I have to admit – some day’s I don’t have the energy to deal with my frustration or drive for perfection. Some day’s I just want everything to line up perfectly. I want to have everything figured out and I want my warrior pose to be on point. But on those days I just remind myself that my ego is coming out to play. I say hi to him and then I try my best to live in harmony with him.
In the middle of today’s practice I decided that I didn’t want to be uncomfortable when facing my frustration and impatience anymore. Not all day’s are going to be filled with extreme gratitude and energy, and that’s okay. Sometimes freeing the line between our body and soul doesn’t have to consist of an argument. It doesn’t have to end in a screaming match. Sometimes we can just recognize that there’s a call waiting, observe that the line is busy and know that that is okay, because it happens and all we have to do is keep checking in. We just have to keep paying attention with the intention of freeing the line. Sometimes we don’t have to dig and we don’t have to kick and scream.
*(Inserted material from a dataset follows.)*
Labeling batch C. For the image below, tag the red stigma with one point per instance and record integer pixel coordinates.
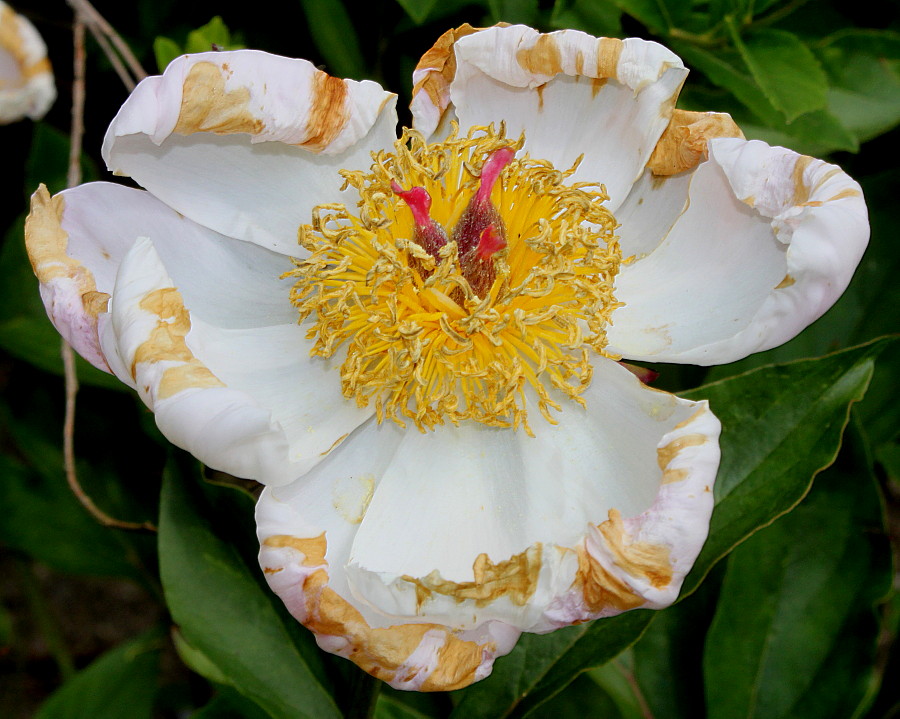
(491, 171)
(428, 234)
(417, 199)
Sometimes the answer is simply in grounding ourselves and surrendering to the anger.
For me, a girl who’s had to fight her whole life, a girl who’s never left the ring, who knows how to bob and weave for days, who knows how to throw a hook and follow it with an unexpected uppercut, simply surrendering is not an easy thing to do. The word used to be terrifying in fact, because even if surrendering was the right thing to do, the smart thing to do, what happens if for that one moment you drop your guard, boom, another contender hits you as you’re taking a sip of water. For the first time, I’m being told it’s okay to leave the ring. That’s no easy feat. I’m comfortable in the ring. I know every square inch of the mat, I live and breath the rules of the ring. It’s rough and it’s bloody but it’s home.
And so the question becomes, what have I learnt from my stint in the ring and how can I bring this lesson it to my own students one day? Well I’ve learnt that just because I’m not in the ring, it doesn’t mean I’m not a fighter. Just because my swigs and kicks are not as sequences and perfected as they once were it doesn’t mean I’m not strong. Sometimes we need to hang up the gloves for a while and remember that whatever we’re feeling is justified and it’s no threat to us. It doesn’t need to be analyzed or beaten to a pulp. We don’t need to have it all figured out and that’s okay.
I’ve learnt that it’s okay that you can’t replicate your mom’s sauce, because the sauce that you make is perfect simply because it’s your own. As long as you’re putting your passion into it and sharing it with loved ones, you’ve grasped the bigger picture, and the attachment to perfection slowly fades away. It is when this happens that we open the line between our mind and body; and it is when this happens that we unlock another door to our soul.